Indeed, even some of the U.S. retailers that are cutting back at home are ramping up abroad, Starbucks among them. On the home front, Starbucks says it plans to close about 100 stores this year, and even the roughly 1,175 stores the chain says it will open represent a 34 percent decrease from last year. The company says it anticipates opening fewer than 1,000 stores in the U.S. next year. Abroad, however, Starbucks says it will open some 975 stores this year and about 1,000 next year. On a conference call in December, Starbucks CEO Howard Schultz said 2009 could mark the first time that the company's international store openings outpace the U.S. rollouts. Demand in the Czech Republic has been strong, he said, which bodes well for Starbucks' expansion plans in Poland and Hungary. “European landlords should have no trouble filling vacancies,” said Court. “Demand for space is very strong, and many retailers are looking for opportunities to grow their businesses. Vacated stores, provided they are in decent locations, won't be empty long.”

In any case, high demand for space in Europe makes retailers reluctant to close stores in the first place. “There is such a struggle to find good locations that retailers will try, try, and try again before giving up on a store, because they don't want to give up the space,” said Boris van Haare Heijmeijer, head of European retail at Cushman & Wakefield. “European landlords are in a very good position right now.”

Not to say landlords in the U.S. are necessarily in a bad position. Most of the announced store closings that will affect General Growth Properties are in strong centers where demand for space is high, said Robert A. Michaels, the firm's president and COO, on a conference call in February. The firm anticipated many of the closings and has re-leased the spaces or at least started the process, Michaels said. U.S. and foreign retailers alike will seize the opportunity to secure space in these centers, he said, so General Growth will end this year at the same level of occupancy as it had at year-end 2007.

“There have been more store-closure announcements than usual so far this year, but I wouldn't call it a disaster in any way,” said James Bieri, president and CEO of Bieri Co., a Detroit-based consulting firm. “Some companies are having difficulties, but many retailers are doing quite well and will be looking to expand into the vacated space.”

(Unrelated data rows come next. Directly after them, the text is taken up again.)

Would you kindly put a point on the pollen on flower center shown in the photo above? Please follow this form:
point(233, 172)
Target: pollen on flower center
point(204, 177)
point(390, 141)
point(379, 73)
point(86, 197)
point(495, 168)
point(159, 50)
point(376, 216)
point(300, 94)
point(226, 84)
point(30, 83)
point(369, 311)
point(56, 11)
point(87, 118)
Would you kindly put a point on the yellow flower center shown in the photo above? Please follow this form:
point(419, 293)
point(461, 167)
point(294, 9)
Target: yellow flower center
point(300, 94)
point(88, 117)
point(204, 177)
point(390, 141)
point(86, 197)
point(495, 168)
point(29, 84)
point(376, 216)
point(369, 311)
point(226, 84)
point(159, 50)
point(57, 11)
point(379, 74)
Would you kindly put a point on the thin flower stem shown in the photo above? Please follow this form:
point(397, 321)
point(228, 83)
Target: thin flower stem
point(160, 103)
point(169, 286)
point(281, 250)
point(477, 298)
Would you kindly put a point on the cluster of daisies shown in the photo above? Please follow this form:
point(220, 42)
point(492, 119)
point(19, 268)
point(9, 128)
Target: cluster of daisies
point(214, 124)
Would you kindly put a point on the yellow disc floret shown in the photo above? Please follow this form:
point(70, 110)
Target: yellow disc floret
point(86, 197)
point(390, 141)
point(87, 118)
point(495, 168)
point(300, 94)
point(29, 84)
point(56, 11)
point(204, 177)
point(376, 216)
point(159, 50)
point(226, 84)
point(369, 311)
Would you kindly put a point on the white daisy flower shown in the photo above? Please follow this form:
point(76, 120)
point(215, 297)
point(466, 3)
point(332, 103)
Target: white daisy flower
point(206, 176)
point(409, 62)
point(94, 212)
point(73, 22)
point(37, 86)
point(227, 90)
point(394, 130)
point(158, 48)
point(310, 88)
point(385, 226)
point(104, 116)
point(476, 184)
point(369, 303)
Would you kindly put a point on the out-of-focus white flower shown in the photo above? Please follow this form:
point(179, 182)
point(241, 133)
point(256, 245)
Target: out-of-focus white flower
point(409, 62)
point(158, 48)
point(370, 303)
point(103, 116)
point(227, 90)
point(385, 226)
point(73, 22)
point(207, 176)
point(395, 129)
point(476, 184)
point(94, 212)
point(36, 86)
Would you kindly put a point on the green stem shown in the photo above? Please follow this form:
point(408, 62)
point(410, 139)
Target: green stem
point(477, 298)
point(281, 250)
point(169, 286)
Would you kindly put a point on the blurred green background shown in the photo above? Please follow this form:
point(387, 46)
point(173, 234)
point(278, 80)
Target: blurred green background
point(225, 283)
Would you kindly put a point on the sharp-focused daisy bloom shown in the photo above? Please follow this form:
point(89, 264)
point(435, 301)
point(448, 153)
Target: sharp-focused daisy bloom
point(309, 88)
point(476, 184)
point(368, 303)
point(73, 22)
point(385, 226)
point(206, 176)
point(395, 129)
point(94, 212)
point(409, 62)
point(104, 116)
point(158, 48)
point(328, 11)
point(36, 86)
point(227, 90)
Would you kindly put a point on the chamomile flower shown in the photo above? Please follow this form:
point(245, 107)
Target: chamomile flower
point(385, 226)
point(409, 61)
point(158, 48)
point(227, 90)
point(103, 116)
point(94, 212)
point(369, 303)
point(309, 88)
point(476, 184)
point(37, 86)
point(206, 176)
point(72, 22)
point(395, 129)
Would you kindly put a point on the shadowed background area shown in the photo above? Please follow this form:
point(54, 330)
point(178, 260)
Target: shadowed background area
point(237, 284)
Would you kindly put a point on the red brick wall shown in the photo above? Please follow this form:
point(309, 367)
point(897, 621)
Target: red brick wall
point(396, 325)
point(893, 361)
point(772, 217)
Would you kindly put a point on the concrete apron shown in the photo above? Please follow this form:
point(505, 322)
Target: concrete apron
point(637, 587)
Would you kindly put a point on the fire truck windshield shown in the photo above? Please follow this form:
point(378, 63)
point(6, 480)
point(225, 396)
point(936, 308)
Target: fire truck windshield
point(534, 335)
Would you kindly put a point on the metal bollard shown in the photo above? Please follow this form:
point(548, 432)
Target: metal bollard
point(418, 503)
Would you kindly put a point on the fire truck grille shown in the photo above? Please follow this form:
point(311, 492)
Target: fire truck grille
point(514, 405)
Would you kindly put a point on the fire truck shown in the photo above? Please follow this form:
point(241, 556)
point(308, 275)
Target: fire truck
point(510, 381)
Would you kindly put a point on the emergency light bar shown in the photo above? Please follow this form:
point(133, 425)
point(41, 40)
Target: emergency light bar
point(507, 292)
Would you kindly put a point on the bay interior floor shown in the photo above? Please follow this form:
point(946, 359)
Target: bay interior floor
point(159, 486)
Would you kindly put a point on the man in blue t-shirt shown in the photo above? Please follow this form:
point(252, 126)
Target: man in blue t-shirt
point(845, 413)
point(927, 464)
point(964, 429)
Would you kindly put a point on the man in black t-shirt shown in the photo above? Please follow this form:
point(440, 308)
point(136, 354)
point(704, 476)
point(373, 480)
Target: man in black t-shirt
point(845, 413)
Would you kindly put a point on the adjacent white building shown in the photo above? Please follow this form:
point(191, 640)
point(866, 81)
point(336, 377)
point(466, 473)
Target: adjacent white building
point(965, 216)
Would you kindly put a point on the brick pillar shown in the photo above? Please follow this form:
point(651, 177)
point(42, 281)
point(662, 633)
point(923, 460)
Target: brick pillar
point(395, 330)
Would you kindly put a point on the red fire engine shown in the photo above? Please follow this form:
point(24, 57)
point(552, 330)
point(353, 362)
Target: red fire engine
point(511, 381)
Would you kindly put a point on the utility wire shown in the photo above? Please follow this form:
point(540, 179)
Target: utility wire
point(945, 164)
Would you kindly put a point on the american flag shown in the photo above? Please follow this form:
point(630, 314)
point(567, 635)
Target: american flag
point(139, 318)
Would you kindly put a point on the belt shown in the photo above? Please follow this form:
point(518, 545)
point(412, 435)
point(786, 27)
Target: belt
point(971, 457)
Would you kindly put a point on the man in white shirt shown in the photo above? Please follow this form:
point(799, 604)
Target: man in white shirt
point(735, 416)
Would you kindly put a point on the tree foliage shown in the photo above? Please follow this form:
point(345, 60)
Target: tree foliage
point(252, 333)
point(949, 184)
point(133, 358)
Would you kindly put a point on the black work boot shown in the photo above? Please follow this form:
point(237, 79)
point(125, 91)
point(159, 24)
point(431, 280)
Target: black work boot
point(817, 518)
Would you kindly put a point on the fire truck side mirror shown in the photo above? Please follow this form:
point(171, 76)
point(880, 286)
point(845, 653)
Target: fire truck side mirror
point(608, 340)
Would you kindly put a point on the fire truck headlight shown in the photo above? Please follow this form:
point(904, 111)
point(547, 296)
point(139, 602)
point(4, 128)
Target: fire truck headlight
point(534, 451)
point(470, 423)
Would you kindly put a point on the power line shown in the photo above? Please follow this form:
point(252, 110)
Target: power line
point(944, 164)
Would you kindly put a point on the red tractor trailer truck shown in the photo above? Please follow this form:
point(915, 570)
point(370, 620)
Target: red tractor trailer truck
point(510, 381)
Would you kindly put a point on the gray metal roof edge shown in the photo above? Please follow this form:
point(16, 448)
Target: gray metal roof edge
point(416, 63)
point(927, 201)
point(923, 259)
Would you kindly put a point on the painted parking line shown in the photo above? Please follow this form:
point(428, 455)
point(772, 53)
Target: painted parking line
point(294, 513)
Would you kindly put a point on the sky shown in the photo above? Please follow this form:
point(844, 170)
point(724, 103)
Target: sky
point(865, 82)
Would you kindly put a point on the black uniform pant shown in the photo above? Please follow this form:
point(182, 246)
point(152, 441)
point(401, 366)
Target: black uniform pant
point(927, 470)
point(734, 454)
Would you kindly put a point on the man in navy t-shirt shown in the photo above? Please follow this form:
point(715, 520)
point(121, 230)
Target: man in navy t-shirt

Daniel B. Hurwitz, president and COO of Developers Diversified Realty Corp., made a similar prediction. “While there is clearly a slowdown of new store growth for the less successful merchants, the most successful will use the current environment to their advantage by stealing market share from their struggling competitors,” Hurwitz said on a conference call.

Bieri points to apparel chain Abercrombie & Fitch as an example of a solid performer in expansion mode. Abercrombie & Fitch says it plans to increase gross square footage by 11 percent this year, primarily through opening 110 stores in North America. Coach, too, will be opening stores — about 40 in North America this year, amounting to a square-footage increase for the year of about 20 percent.

Some retailers, though, are grappling with problems that have as much to do with weakness of concept as with weakness in the economy. “If retailers have the right concept, they're going to do well,” Bieri said. “Times like these force retailers to figure out what the consumer really wants, and if they're able to do that successfully, then they can really take off.” By and large, closures represent an opportunity to eliminate weakness, which can only help the retailers and tenants alike, he says.

Kampler agrees. “We're going to see healthier retail businesses as a result of these store cutbacks,” Kampler said. “It's going to be painful for a couple years, but we will be better off in the long run.”